Z3 Solver Simplifying String Decryption

Notes on using Z3 Solver to simplify string deobfuscation

January 8, 2023

xorhex

8-Minute Read

Z3 Simplifying String Decryption Blog Header Picture

Executive Summary

Z3 Solver aids in simplifying deobfuscation techinques. This post covers 2 example use cases where a convoluted string decryption routine is broken down and simplified into a single XOR operation. Z3 is used to prove that the extra parts of the decryption routine cancel each other out.

Case Study

During the course of reverse engineering a binary, I ran across some string decryption routines that I could easily decrypt using python along with a custom IDA plugin; however, I suspected the complete decryption algorithm did not need to be recreated. Instead of just using the decompiled algoritm, I wanted to see if these algorithms could be simplified.

Challenge 1

Figure 1 shows challenge 1’s decryption algorithm disassembled along with the encrypted bytes.

Figure 1: Encrypted Bytes

Hexray’s decompiler renders the following decompiled code, making it much easier to read.

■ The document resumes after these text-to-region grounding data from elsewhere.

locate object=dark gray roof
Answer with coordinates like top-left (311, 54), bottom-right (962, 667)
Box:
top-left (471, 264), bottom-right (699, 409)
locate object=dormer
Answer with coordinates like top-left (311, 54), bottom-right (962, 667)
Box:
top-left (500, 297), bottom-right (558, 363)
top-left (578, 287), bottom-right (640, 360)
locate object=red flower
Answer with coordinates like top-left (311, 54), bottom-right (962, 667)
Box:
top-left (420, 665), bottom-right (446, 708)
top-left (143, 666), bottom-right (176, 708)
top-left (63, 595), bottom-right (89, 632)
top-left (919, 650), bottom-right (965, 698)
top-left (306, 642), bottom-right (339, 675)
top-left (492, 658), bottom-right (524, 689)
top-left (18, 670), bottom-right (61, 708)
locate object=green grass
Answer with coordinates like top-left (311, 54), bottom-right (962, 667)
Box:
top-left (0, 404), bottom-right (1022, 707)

   byte_1001202E[result] = (~byte_1001202E[result] & 0xE)
                          + byte_1001202E[result]
                          + (byte_1001202E[result] ^ 0xE)
                          - (byte_1001202E[result] | 0xE);

Code Snippet 1: IDAPro Decompiled Code

Replacing byte_1001202E[result] with x, the algorithm is now represented as seen in code snippet 2.

( ~x & 0xe ) + x + ( x ^ 0xe ) - ( x | 0xe )

Code Snippet 2: Fuction Simplified

One of the clues that suggests that the algorithm can simplified is that the algorithm contains a mix of or and and operations combined with the same constant. Basically I’m looking for things that suggest one part is cancelling out another part.

Solving

One method to figure out how to simplify the equation is to break it up into chucks to see which parts are equal to each other.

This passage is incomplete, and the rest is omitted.